The NLTK uses names like spartan.a.01 for convenient synset lookup. To facilitate compatibility with the NLTK when using a WN-LMF lexicon, I'd like to be able to recreate or store these names. The lemma part is the first lemma listed in a WNDB data file (synset) entry, e.g.:

$ grep -Pi ' spartan .*\|' data.*
data.adj:00009618 00 s 04 ascetic 0 ascetical 0 austere 0 spartan 0 004 & 00009046 a 0000 + 04881998 n 0301 + 09758173 n 0202 + 09758173 n 0102 | practicing great self-denial; "Be systematically ascetic...do...something for no other reason than that you would rather not do it"- William James; "a desert nomad's austere life"; "a spartan diet"; "a spartan existence"  
data.adj:01301316 00 s 02 severe 2 spartan 0 003 & 01299888 a 0000 + 04639732 n 0102 + 04639732 n 0101 | unsparing and uncompromising in discipline or judgment; "a parent severe to the pitch of hostility"- H.G.Wells; "a hefty six-footer with a rather severe mien"; "a strict disciplinarian"; "a Spartan upbringing"  
data.adj:01991462 00 s 01 spartan 0 001 & 01989669 a 0000 | resolute in the face of pain or danger or adversity; "spartan courage"  
data.adj:02972690 01 a 01 Spartan 0 002 + 08787240 n 0101 \ 08787240 n 0101 | of or relating to or characteristic of Sparta or its people  
data.noun:09711661 18 n 01 Spartan 0 002 @ 09710164 n 0000 #m 08787240 n 0000 | a resident of Sparta  

Compare to:

>>> from nltk.corpus import wordnet as wn
>>> wn.synsets('spartan')
[Synset('spartan.n.01'), Synset('spartan.a.01'), Synset('spartan.s.02'), Synset('severe.s.04'), Synset('ascetic.s.02')]

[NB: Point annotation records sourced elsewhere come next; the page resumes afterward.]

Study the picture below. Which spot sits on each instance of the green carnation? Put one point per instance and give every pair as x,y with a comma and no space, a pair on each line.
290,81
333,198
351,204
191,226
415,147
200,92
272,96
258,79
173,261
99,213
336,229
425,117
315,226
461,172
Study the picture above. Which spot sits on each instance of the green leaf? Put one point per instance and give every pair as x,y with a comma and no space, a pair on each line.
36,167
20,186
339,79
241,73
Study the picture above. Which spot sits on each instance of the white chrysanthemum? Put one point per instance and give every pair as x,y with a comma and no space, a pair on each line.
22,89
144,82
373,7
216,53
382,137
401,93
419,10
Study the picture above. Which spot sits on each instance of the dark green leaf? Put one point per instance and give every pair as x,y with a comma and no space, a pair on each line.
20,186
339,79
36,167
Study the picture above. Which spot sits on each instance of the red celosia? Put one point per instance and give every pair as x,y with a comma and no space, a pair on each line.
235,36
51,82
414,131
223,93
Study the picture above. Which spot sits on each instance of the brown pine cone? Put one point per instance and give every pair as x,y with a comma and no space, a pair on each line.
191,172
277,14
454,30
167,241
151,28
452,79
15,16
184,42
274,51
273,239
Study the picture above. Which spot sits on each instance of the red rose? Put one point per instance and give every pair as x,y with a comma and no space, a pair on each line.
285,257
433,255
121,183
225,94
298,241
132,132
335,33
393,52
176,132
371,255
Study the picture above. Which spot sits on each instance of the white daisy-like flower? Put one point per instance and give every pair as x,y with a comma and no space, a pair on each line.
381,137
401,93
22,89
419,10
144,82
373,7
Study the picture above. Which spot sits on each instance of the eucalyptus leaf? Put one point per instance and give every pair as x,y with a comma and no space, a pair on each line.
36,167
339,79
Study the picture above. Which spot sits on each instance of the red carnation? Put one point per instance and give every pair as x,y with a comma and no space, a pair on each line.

These lemmas can be obtained by looking at the first sense in the members attribute of a <Synset> in a WN-LMF 1.1 lexicon.

The numeric portion of the name is the 1-based index of the synset offset for that lemma in the index file (e.g., see that the 01301316 sense of "severe" is the 4th offset in the index, hence severe.s.04):

$ grep -P '^(spartan [an] |ascetic a |severe a )' index.*
index.adj:ascetic a 2 3 & \ + 2 0 02644177 00009618  
index.adj:severe a 6 2 & + 6 5 01513050 02322512 01792387 01301316 00651039 01129185  
index.adj:spartan a 4 3 & \ + 4 0 02972690 01991462 01301316 00009618  
index.noun:spartan n 1 2 @ #m 1 0 09711661  

However, this index information is not present in a WN-LMF file. It's not sufficient to look at the index of the <Sense> in a <LexicalEntry> because senses are grouped by case-insensitive lemmas in WNDB's index files but in WN-LMF they are kept separate:

$ grep 'writtenForm="[Ss]partan"' -B1 omw-data/release/pwn30/wn30.xml 
    <LexicalEntry id="pwn-spartan-s" >
      <Lemma writtenForm="spartan" partOfSpeech="s" />
--
    <LexicalEntry id="pwn-Spartan-n" >
      <Lemma writtenForm="Spartan" partOfSpeech="n" />
--
    <LexicalEntry id="pwn-Spartan-a" >
      <Lemma writtenForm="Spartan" partOfSpeech="a" />

Proposals

  1. The sense_number of the first lemma could be encoded in the Synset ID (e.g., wn30-01301316-04-s) or the ID could just be the NLTK-style names (wn30-severe.s.04). The problem with this is it becomes difficult or impossible to lookup synsets only by offset and ss_type, which is necessary for reading Information Content (IC) files. We might also need to parse the IDs to get the name again, when IDs should be opaque.
  2. We could use the n attribute on <Sense> in the WN-LMF 1.1 "relaxed" schema to encode the sense_number. The problem with this is it legitimizes a crutch to keep compatibility with WNDB databases, while I feel that WN-LMF should stand on its own. Compatibility is the reason for this issue, but at the same time I'd like to remain forward-thinking. I'm also not sure that's the intended use of the attribute (I thought it was just for sense ranking in synsets; that is, the members attribute on <Synset> obviated the need for n on <Sense>).
  3. We could use something like dc:identifier to encode the NLTK-style name, e.g., <Synset ... dc:identifier="severe.s.04">. The problem with this is it's assigning an ad hoc interpretation to a generic attribute.

Of these, I have a slight preference for 3 over 2, while 1 is just a non-proposal to illustrate why it's a bad idea.